The success of the in-person courses led to the online degree course and specialization, introduced during the spring 2021 semester of 2021 with the help of John Hart, fellow Illinois CS professor and Director of Online Programs.
“Matt was looking for a way to reach a wider audience with his innovative IoT material. Coursera provides Illinois access to over 80 million learners and was a natural fit for the impact Matt was looking for,” Hart said.
Developing an online offering of his course for the MCS paved the way for Caesar to reach an even greater audience of students by making the material also available as massive open online courses (MOOCs). After launching at the end of spring, this specialization has already reached more than 1,000 learners.
The program’s team of dedicated CS instructional designers – Eric Huber, Milt Epstein and Sebastian Kelle – specialize in MOOC development. This allows the program to build off an already successful set of online graduate courses. The instructional designers manage the process and details, allowing the instructor to focus on higher-level concerns, like ensuring the learning objectives are completely covered and effectively delivered.
The resulting MOOCs now provide an educational opportunity to any worldwide learner, something Hart calls a “sitting-in” experience. The Coursera MOOC specialization includes all of the lectures and classroom activities, but without the exams and class projects needed to confer graded course credit. Caesar’s IoT specialization does include a series of projects he designed specifically to help any learner build their own network-connected devices.
What impressed Caesar most, as it shifted online, was the level of interactivity still included.
“When I started teaching this, I was doing it all in-person so everyone involved could pick up and see and study the devices, the sensors the instruments and connect them together,” Caesar said. “So when we went online, I wondered what we would do from there, but it worked. That was amazing to me, but it was because we still made use of the physical devices – as most are readily available now.
“But we also make use of online services like Amazon Web Services, and AWS has an IoT platform that we make use of.
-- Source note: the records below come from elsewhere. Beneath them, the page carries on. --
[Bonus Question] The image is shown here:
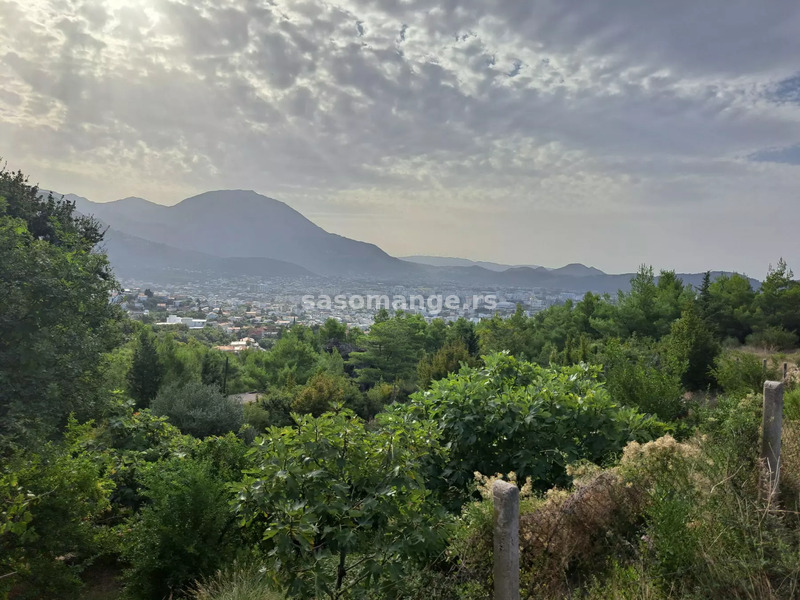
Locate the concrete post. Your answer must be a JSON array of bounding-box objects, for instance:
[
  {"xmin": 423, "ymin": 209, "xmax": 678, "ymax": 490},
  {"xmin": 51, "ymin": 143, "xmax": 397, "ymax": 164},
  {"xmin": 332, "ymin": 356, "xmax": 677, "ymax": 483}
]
[
  {"xmin": 492, "ymin": 481, "xmax": 519, "ymax": 600},
  {"xmin": 761, "ymin": 381, "xmax": 783, "ymax": 500}
]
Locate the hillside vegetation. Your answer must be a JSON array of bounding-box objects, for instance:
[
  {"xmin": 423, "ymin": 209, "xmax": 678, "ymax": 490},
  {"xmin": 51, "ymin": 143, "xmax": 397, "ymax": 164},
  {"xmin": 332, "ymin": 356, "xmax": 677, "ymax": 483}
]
[{"xmin": 0, "ymin": 165, "xmax": 800, "ymax": 600}]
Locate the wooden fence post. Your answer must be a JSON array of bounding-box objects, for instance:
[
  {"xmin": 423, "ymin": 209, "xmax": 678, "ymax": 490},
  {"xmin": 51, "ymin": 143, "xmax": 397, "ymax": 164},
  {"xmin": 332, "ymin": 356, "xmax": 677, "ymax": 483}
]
[
  {"xmin": 492, "ymin": 480, "xmax": 519, "ymax": 600},
  {"xmin": 761, "ymin": 381, "xmax": 783, "ymax": 502}
]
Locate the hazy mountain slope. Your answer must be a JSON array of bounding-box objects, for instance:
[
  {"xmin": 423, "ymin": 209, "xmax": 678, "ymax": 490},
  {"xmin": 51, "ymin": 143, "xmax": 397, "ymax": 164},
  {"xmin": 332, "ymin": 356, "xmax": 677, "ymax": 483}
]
[
  {"xmin": 79, "ymin": 190, "xmax": 414, "ymax": 277},
  {"xmin": 400, "ymin": 254, "xmax": 538, "ymax": 272},
  {"xmin": 59, "ymin": 190, "xmax": 759, "ymax": 294},
  {"xmin": 101, "ymin": 228, "xmax": 312, "ymax": 283}
]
We also used a platform, GNS3, that allows you to interact with devices.”
After admission to the Online MCS or MCS-DS, qualified students can enroll in Caesar’s degree course and complete the more rigorous set of projects, graded assignments, and exams required for university credit.
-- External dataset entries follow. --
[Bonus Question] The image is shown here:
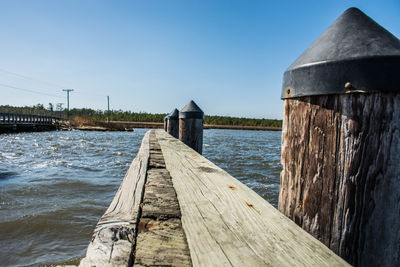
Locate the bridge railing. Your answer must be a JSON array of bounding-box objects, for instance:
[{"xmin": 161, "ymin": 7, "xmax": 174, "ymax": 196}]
[{"xmin": 0, "ymin": 113, "xmax": 59, "ymax": 125}]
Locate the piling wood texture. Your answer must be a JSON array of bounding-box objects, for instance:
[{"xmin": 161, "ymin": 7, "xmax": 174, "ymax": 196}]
[
  {"xmin": 179, "ymin": 100, "xmax": 204, "ymax": 154},
  {"xmin": 279, "ymin": 93, "xmax": 400, "ymax": 266},
  {"xmin": 155, "ymin": 130, "xmax": 348, "ymax": 266},
  {"xmin": 279, "ymin": 8, "xmax": 400, "ymax": 266},
  {"xmin": 80, "ymin": 130, "xmax": 348, "ymax": 266}
]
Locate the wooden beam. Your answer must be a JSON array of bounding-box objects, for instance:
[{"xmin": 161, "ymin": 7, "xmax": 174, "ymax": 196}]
[
  {"xmin": 80, "ymin": 132, "xmax": 150, "ymax": 266},
  {"xmin": 156, "ymin": 130, "xmax": 348, "ymax": 266}
]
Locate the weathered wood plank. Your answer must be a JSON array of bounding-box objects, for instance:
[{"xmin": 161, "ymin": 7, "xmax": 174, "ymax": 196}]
[
  {"xmin": 133, "ymin": 218, "xmax": 191, "ymax": 266},
  {"xmin": 134, "ymin": 132, "xmax": 191, "ymax": 266},
  {"xmin": 156, "ymin": 131, "xmax": 348, "ymax": 266},
  {"xmin": 80, "ymin": 131, "xmax": 150, "ymax": 266}
]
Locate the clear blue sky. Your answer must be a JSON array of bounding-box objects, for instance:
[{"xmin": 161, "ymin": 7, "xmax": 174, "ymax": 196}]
[{"xmin": 0, "ymin": 0, "xmax": 400, "ymax": 118}]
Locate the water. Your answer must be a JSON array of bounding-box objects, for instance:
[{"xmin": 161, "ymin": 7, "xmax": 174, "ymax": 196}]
[{"xmin": 0, "ymin": 129, "xmax": 281, "ymax": 266}]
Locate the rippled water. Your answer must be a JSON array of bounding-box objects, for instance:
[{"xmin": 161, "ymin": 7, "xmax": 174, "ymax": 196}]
[{"xmin": 0, "ymin": 129, "xmax": 281, "ymax": 266}]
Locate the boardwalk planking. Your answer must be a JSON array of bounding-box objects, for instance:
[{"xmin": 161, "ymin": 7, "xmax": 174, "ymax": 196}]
[
  {"xmin": 156, "ymin": 130, "xmax": 348, "ymax": 266},
  {"xmin": 80, "ymin": 132, "xmax": 150, "ymax": 266}
]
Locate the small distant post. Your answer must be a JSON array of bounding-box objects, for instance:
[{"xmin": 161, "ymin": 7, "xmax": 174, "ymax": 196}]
[
  {"xmin": 179, "ymin": 100, "xmax": 204, "ymax": 154},
  {"xmin": 167, "ymin": 109, "xmax": 179, "ymax": 138},
  {"xmin": 278, "ymin": 8, "xmax": 400, "ymax": 266},
  {"xmin": 107, "ymin": 96, "xmax": 110, "ymax": 123},
  {"xmin": 164, "ymin": 115, "xmax": 168, "ymax": 131}
]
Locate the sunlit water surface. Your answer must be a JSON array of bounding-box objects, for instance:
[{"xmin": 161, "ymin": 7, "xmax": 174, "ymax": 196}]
[{"xmin": 0, "ymin": 129, "xmax": 281, "ymax": 266}]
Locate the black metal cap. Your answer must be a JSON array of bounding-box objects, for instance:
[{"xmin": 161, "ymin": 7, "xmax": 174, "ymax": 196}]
[
  {"xmin": 167, "ymin": 109, "xmax": 179, "ymax": 120},
  {"xmin": 281, "ymin": 8, "xmax": 400, "ymax": 99},
  {"xmin": 179, "ymin": 100, "xmax": 204, "ymax": 119}
]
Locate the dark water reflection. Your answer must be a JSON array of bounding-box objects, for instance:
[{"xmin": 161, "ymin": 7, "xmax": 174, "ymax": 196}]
[
  {"xmin": 0, "ymin": 129, "xmax": 281, "ymax": 266},
  {"xmin": 203, "ymin": 130, "xmax": 281, "ymax": 207}
]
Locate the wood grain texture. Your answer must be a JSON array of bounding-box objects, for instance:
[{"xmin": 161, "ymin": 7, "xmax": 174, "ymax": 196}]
[
  {"xmin": 279, "ymin": 93, "xmax": 400, "ymax": 266},
  {"xmin": 80, "ymin": 132, "xmax": 150, "ymax": 266},
  {"xmin": 133, "ymin": 218, "xmax": 191, "ymax": 266},
  {"xmin": 156, "ymin": 131, "xmax": 348, "ymax": 266},
  {"xmin": 134, "ymin": 132, "xmax": 191, "ymax": 266}
]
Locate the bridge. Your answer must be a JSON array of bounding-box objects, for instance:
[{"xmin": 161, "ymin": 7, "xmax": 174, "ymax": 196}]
[{"xmin": 0, "ymin": 113, "xmax": 60, "ymax": 133}]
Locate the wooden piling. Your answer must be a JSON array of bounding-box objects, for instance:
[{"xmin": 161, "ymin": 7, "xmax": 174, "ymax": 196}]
[
  {"xmin": 279, "ymin": 8, "xmax": 400, "ymax": 266},
  {"xmin": 179, "ymin": 100, "xmax": 204, "ymax": 154},
  {"xmin": 80, "ymin": 130, "xmax": 348, "ymax": 267},
  {"xmin": 164, "ymin": 116, "xmax": 168, "ymax": 131},
  {"xmin": 167, "ymin": 109, "xmax": 179, "ymax": 138}
]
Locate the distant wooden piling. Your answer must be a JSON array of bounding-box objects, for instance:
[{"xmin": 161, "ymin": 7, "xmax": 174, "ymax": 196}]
[
  {"xmin": 179, "ymin": 101, "xmax": 204, "ymax": 154},
  {"xmin": 80, "ymin": 130, "xmax": 348, "ymax": 267},
  {"xmin": 164, "ymin": 115, "xmax": 168, "ymax": 131},
  {"xmin": 167, "ymin": 109, "xmax": 179, "ymax": 138},
  {"xmin": 279, "ymin": 8, "xmax": 400, "ymax": 266}
]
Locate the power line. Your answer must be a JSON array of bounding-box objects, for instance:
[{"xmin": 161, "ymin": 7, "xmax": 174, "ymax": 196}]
[
  {"xmin": 0, "ymin": 83, "xmax": 63, "ymax": 98},
  {"xmin": 0, "ymin": 68, "xmax": 65, "ymax": 87}
]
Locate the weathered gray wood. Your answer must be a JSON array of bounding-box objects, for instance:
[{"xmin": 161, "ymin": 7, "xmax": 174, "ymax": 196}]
[
  {"xmin": 279, "ymin": 93, "xmax": 400, "ymax": 266},
  {"xmin": 80, "ymin": 132, "xmax": 150, "ymax": 266},
  {"xmin": 133, "ymin": 218, "xmax": 191, "ymax": 266},
  {"xmin": 156, "ymin": 131, "xmax": 348, "ymax": 266},
  {"xmin": 134, "ymin": 132, "xmax": 191, "ymax": 266}
]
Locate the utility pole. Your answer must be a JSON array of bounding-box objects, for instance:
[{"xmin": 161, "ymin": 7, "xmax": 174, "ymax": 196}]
[
  {"xmin": 107, "ymin": 96, "xmax": 110, "ymax": 123},
  {"xmin": 63, "ymin": 89, "xmax": 74, "ymax": 117},
  {"xmin": 56, "ymin": 103, "xmax": 63, "ymax": 117}
]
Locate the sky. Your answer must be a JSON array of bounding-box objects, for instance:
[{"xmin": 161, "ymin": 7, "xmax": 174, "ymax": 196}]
[{"xmin": 0, "ymin": 0, "xmax": 400, "ymax": 119}]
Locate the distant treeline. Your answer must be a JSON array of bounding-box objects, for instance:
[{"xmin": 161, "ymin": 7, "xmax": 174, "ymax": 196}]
[{"xmin": 0, "ymin": 103, "xmax": 282, "ymax": 128}]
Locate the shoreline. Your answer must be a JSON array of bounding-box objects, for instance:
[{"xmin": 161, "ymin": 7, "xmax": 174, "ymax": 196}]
[{"xmin": 61, "ymin": 120, "xmax": 282, "ymax": 131}]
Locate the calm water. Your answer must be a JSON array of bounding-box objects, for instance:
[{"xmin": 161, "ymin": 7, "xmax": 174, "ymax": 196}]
[{"xmin": 0, "ymin": 129, "xmax": 281, "ymax": 266}]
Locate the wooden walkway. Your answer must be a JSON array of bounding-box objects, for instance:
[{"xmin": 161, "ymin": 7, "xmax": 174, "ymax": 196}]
[{"xmin": 80, "ymin": 130, "xmax": 348, "ymax": 266}]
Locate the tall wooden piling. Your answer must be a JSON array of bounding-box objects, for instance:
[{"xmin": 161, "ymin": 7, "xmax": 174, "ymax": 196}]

“We design our online programs for scale so they can provide an educational opportunity to all the students looking to advance their career and learn the deeper, more advanced topics of graduate computer science,” Hart said. “We soon discovered that the online version of Matt’s courses not only covered the learning objectives of a an MCS course, but it also included enough starting material in each of its hands-on projects to make a good Coursera specialization. This can give anybody the opportunity to learn IoT from Illinois and earn a Coursers specialization certificate.”
Caesar couldn’t have been more impressed with the result.
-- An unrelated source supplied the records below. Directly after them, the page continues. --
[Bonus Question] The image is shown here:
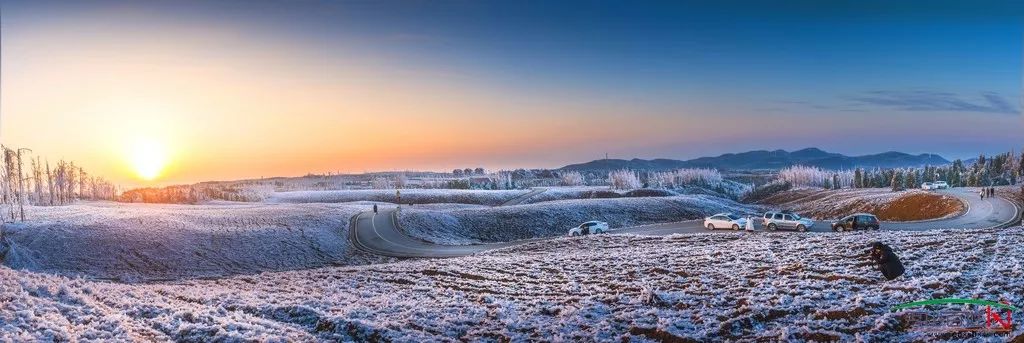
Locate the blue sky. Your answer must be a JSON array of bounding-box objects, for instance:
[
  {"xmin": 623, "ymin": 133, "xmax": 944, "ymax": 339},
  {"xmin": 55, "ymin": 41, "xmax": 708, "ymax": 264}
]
[{"xmin": 0, "ymin": 0, "xmax": 1024, "ymax": 180}]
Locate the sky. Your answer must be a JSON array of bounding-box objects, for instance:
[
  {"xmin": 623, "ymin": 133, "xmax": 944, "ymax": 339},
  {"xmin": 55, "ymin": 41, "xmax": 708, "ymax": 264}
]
[{"xmin": 0, "ymin": 0, "xmax": 1024, "ymax": 185}]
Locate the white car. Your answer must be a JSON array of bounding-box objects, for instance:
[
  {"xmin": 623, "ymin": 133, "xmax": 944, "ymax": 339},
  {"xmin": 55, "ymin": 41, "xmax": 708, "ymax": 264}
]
[
  {"xmin": 569, "ymin": 220, "xmax": 608, "ymax": 237},
  {"xmin": 705, "ymin": 213, "xmax": 746, "ymax": 230},
  {"xmin": 764, "ymin": 211, "xmax": 814, "ymax": 232}
]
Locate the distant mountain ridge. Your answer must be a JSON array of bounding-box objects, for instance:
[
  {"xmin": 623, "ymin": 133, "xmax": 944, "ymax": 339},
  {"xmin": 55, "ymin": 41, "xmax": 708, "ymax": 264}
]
[{"xmin": 559, "ymin": 147, "xmax": 949, "ymax": 171}]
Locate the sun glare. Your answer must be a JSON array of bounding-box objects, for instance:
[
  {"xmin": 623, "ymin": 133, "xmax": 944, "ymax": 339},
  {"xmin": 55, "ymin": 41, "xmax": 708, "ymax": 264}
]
[{"xmin": 129, "ymin": 139, "xmax": 170, "ymax": 181}]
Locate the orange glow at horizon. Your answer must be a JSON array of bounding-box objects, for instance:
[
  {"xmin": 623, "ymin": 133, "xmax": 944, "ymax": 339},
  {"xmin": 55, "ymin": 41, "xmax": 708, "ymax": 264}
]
[{"xmin": 2, "ymin": 7, "xmax": 727, "ymax": 186}]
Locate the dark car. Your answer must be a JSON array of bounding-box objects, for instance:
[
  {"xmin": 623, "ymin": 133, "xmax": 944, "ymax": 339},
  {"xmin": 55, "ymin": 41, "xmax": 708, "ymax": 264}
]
[{"xmin": 833, "ymin": 213, "xmax": 879, "ymax": 232}]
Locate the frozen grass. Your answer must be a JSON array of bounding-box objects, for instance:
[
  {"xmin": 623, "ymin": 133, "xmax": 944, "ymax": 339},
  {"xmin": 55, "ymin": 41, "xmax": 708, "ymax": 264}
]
[
  {"xmin": 3, "ymin": 203, "xmax": 391, "ymax": 281},
  {"xmin": 398, "ymin": 196, "xmax": 754, "ymax": 245},
  {"xmin": 0, "ymin": 227, "xmax": 1024, "ymax": 342},
  {"xmin": 759, "ymin": 188, "xmax": 966, "ymax": 221},
  {"xmin": 266, "ymin": 189, "xmax": 529, "ymax": 206}
]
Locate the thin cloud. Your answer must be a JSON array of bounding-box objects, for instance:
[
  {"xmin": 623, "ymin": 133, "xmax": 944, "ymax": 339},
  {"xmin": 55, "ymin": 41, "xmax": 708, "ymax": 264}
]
[{"xmin": 849, "ymin": 90, "xmax": 1020, "ymax": 115}]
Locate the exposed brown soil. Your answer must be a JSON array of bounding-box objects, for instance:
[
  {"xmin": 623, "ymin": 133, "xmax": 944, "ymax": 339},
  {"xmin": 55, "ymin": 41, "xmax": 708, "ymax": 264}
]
[
  {"xmin": 760, "ymin": 188, "xmax": 966, "ymax": 221},
  {"xmin": 865, "ymin": 194, "xmax": 965, "ymax": 221}
]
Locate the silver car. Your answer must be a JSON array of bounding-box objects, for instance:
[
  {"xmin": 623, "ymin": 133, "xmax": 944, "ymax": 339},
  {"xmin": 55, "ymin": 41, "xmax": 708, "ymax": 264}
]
[{"xmin": 763, "ymin": 212, "xmax": 814, "ymax": 231}]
“John and his team have been so great in terms of guidance for how to connect with our new audience,” Caesar said. “I’m also thrilled to work with a number of teaching assistants on these courses, which has represented a massive amount of work.”
The people Caesar believes deserve perhaps the most credit, though, are the students.
“I want to thank them because they are very brave for taking this,” he said. “Many think they can't work with hardware or think that IoT is too hard. But they try anyway, and when they do, they find that they really can do it – not just to build things, but to innovate and design things themselves, as well."